Deutsche Bank expects the Bank of England to keep Bank Rate at 3.75% at its June meeting, extending the hold to a fourth consecutive decision. The bank sees a 7–2 vote on the Monetary Policy Committee, with Huw Pill and Megan Greene dissenting in favour of a rise, while the majority judges the current stance appropriate as rate expectations have firmed since April.
The forecast still assumes no change in Bank Rate this year, yet the risk of tighter policy is rising if the energy shock persists and feeds through into indirect and second-round inflation effects. Under this path, Deutsche Bank expects Bank Rate to remain at 3.75% until spring next year, after which the MPC could restart an easing cycle. It sees the eventual endpoint at 3.25%, described as its estimate of nominal neutral.
Monetary Policy Outlook And Inflation Dynamics
We expect the Bank of England to keep the Bank Rate unchanged at 4.50% at its meeting later this month. The vote will likely be a 7-2 split, showing that a couple of members still see a need for tighter policy to fight inflation. This reinforces our view that the Bank is in no rush to start cutting rates.

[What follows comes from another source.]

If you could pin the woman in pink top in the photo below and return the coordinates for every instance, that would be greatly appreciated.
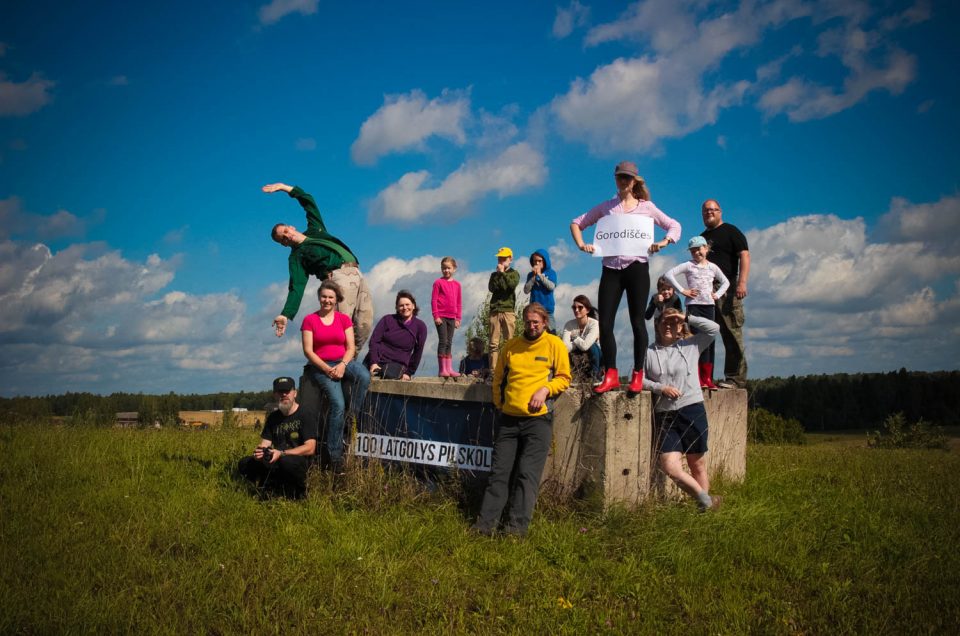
(447, 312)
(329, 346)
(621, 274)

This cautious approach is being driven by stubborn data, with services inflation still running at a high 4.5% in the latest report. While headline inflation has fallen to 2.8%, this core stickiness is what the committee is focused on. Until there is clear evidence of a broader cooling in price pressures, rate cuts will remain off the table.
Market Implications And Trading Opportunities
For derivative traders, this means the market may be too optimistic about the timing of future cuts. We see an opportunity in strategies that profit if UK rates stay higher for longer than currently priced in. Selling Sterling Overnight Index Average (SONIA) futures for delivery in late 2026 or early 2027 could be an effective trade.
Wage growth is also a key concern, which, despite easing, is still holding around 4.0%, a level inconsistent with the Bank’s 2% inflation target. We believe the first rate cut will not happen until the spring of 2027. This suggests any dips in short-term interest rate swaps are a chance to position for a prolonged hold.